Desktop Metal Reports Decline in Q3 FY23 Revenue, Adjusts Full-Year Outlook
Desktop Metal, Inc. DM, a prominent player in the 3D printing industry, headquartered in Burlington, Massachusetts, has reported its financial outcomes for the third quarter of fiscal year 2023. A notable 9.2% year-over-year reduction in revenue, amounting to $42.75 million, was announced, falling short of the industry consensus forecast of $49.77 million.
Factors Influencing Q3 Earnings
The lower-than-expected revenues can be chiefly attributed to diminished product sales, alongside the strategic shift by the company towards prioritizing high-margin product sales. However, this downturn was partly mitigated by an uptick in service sales.
Performance Metrics
Adjusted net loss per share stood at $0.08, a deviation from the predicted $0.05. The adjusted net loss narrowed to $24.51 million from the previous year's $33.05 million. Reflecting improvements, the Q3 GAAP gross margin was reported at 4.5%, with an adjusted gross margin of 21.9%, marking an improvement of 193 basis points year-over-year. Adjusted EBITDA recorded at $20.5 million also noted substantial enhancement, by $7.7 million when compared to the third quarter of the previous year.
Leadership Commentary
Ric Fulop, Founder and CEO of Desktop Metal, remarked on the third-quarter revenue as being unsatisfactory not only for Desktop Metal but for the additive manufacturing sector at large. Yet, he expressed pride in the cost reduction measures amounting to $100 million on an annualized basis, executed by the team since June 2022. Despite the revenue softness in the quarter, Fulop underscored the sturdy performance of recurring revenue streams and their contribution to the adjusted EBITDA's positive shift, paving the way towards an anticipated breakeven in the final quarter of 2023.
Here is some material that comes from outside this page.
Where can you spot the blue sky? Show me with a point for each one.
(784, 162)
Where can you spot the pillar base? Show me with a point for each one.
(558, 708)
Revised Fiscal Year 2023 Outlook
Consequently, Desktop Metal has recalibrated its revenue expectations for fiscal year 2023 to range between $187 million and $207 million, scaled down from the prior projection of $210 million to $260 million, as opposed to a consensus estimate of $212.18 million. Additionally, the forecast for Adjusted EBITDA has been adjusted to lie between $(70) million and $(50) million, compared to the previous outlook of $(50) million to $(25) million. The company maintains optimism about accomplishing Adjusted EBITDA breakeven before the end of 2023.
Stock Performance
In the wake of these announcements, DM shares experienced a rise, trading higher by 6.05% at $0.9606 in the latest session.